List recycling truck routes with a monthly average of cart tips greater than one standard deviation above the monthly average of cart tips calculated for all routes. Include residential and commercial addresses. Exclude routes labelled “UP” (which appear to be low-volume, supplemental routes).

Results:

Monthly average cart tips, calculated for all routes: 580.0044

Standard deviation of individual route monthly average cart tips: 314.3280659183882

Route Name Average Monthly Cart Tips
TUE-U2-GOLD 1197.4000
WED-U8-GREEN 1098.6000
WED-U3-GREEN 1086.9250
TUE-U8-GOLD 1018.3000
WED-U2-GREEN 986.6750
MON-U2-GREEN 985.6250
THU-U8-GOLD 949.2000
TUE-U12-GOLD 896.9750

Motivation:

The results of this question should identify recycling truck routes with the heaviest pick-up volume, which could be useful in further analysis of route efficiency, the expected need for supplemental routes, and the possibility of route splitting. This depends on the extent to which the number of cart tips corresponds to the volume of materials. For example, the carts in the data set vary in capacity and it is likely the volume of material within each cart varies from week to week. However, it seems reasonable to assume that the two measurements are somewhat correlated and tip counts could be used as rough proxy measure of pick-up volume.

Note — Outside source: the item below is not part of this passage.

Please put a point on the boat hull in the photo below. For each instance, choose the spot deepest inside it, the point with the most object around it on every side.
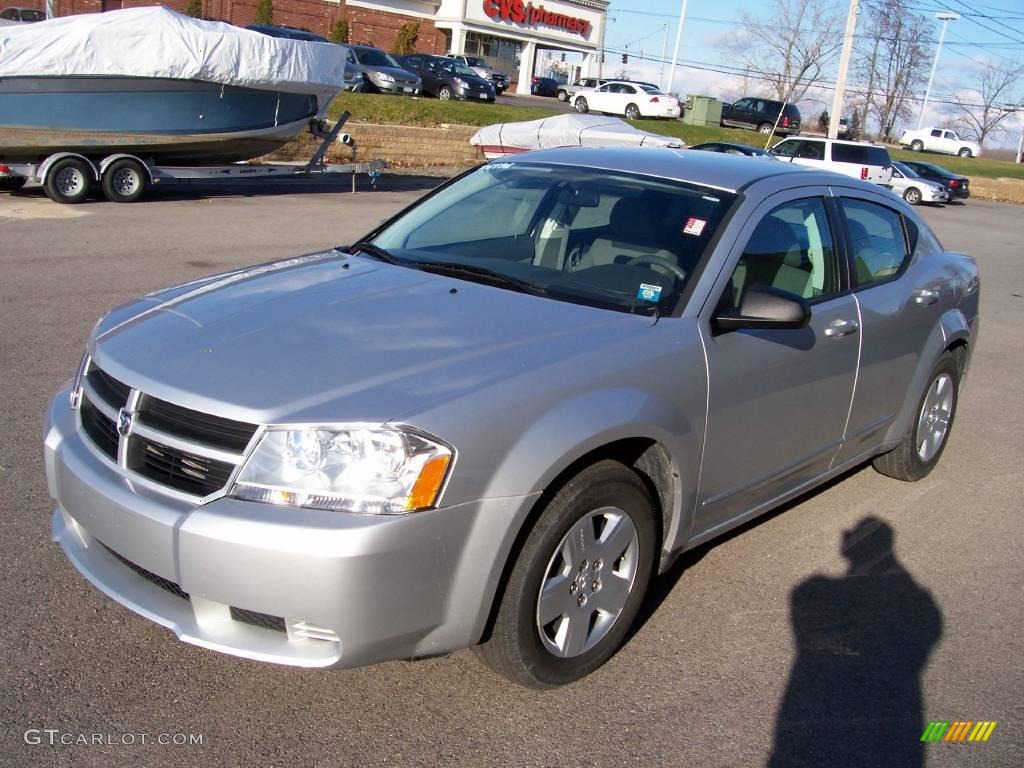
(181, 122)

At the neighborhood level, determine whether there is evidence of a relationship between participation in the recycling program and each of the demographic characteristics of educational attainment, household annual income, and incidence of poverty. Consider residential addresses only.

Results:

Variable Pearson’s Correlation Coefficient
Education: up to high school -0.6639075002188944
Education: up to bachelor’s degree 0.5429677590764169
Education: above bachelor’s degree 0.6432057991540835
Income: below $25,000 -0.7693372574989855
Income: between $25,000 and $39,000 0.12409668632848933
Income: between $40,000 and $75,000 0.41172711015737484
Income: above $75,000 0.6696463186102165
Poverty: below poverty level -0.7591604703412604
Poverty: at or above poverty level 0.7591604703412602

Motivation:

This question measured the linear correlation between the neighborhood average monthly recycling program participation rates calculated in question 1 and neighborhood-level demographic data from the US Census Bureau. The Census data required some additional processing before correlation could be calculated: first, the categories in both the educational attainment and household income topics were condensed; then, along with the poverty topic, the data were converted to percentages of individuals/households in each category.

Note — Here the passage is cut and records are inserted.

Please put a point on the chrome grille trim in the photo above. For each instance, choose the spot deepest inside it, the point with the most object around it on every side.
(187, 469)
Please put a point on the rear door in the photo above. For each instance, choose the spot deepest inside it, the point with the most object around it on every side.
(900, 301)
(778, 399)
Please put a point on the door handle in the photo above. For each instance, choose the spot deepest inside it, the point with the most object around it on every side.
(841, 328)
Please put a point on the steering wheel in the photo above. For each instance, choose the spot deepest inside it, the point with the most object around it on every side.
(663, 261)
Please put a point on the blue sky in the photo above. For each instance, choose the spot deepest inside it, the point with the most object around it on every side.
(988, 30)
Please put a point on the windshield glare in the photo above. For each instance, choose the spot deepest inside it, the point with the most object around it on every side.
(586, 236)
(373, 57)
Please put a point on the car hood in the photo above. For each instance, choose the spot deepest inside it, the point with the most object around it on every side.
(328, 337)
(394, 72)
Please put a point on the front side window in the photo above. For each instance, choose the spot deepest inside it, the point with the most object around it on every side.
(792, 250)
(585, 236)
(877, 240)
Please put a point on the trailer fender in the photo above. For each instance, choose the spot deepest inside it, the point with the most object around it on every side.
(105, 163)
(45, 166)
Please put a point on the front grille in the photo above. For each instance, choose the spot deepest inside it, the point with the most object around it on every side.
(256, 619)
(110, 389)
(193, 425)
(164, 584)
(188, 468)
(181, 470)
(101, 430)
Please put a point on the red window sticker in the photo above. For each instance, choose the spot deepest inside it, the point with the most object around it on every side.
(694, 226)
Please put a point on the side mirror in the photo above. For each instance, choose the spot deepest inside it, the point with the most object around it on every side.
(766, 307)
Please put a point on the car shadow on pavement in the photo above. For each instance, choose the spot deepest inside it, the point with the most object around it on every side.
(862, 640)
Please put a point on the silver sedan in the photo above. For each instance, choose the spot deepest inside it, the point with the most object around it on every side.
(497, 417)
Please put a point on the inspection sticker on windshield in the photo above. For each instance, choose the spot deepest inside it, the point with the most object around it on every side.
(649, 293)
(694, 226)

The results show a strong negative correlation between recycling participation rates and: 1) the percentage of individuals 25 or older in a neighborhood who have completed a high school education or less; 2) the percentage of individuals in a neighborhood earning less than $25,000 annually; and 3) the percentage of households in a neighborhood earning income below the poverty level. Similarly, there is some evidence of positive correlation between recycling participation rates and: 1) the percentage of individuals 25 or older in a neighborhood who have completed a master’s degree or higher; 2) the percentage of individuals in a neighborhood earning more than $75,000 annually; and 3) the percentage of households in a neighborhood earning income above the poverty level.

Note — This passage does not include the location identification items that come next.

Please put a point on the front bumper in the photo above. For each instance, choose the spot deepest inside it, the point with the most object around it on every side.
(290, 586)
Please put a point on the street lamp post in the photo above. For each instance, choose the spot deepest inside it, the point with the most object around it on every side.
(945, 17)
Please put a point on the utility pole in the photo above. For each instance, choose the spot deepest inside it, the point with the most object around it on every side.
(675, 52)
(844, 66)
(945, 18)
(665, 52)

Educational attainment, household income, and poverty status are related to one another (directly in the case of income and poverty status), so these variables alone would not produce a useful regression model to predict neighborhood recycling participation rates. However, the correlations seen in the results underscore the potential challenge of promoting participation in the recycling program: residents in neighborhoods with low participation rates likely have more immediate financial and social problems to address.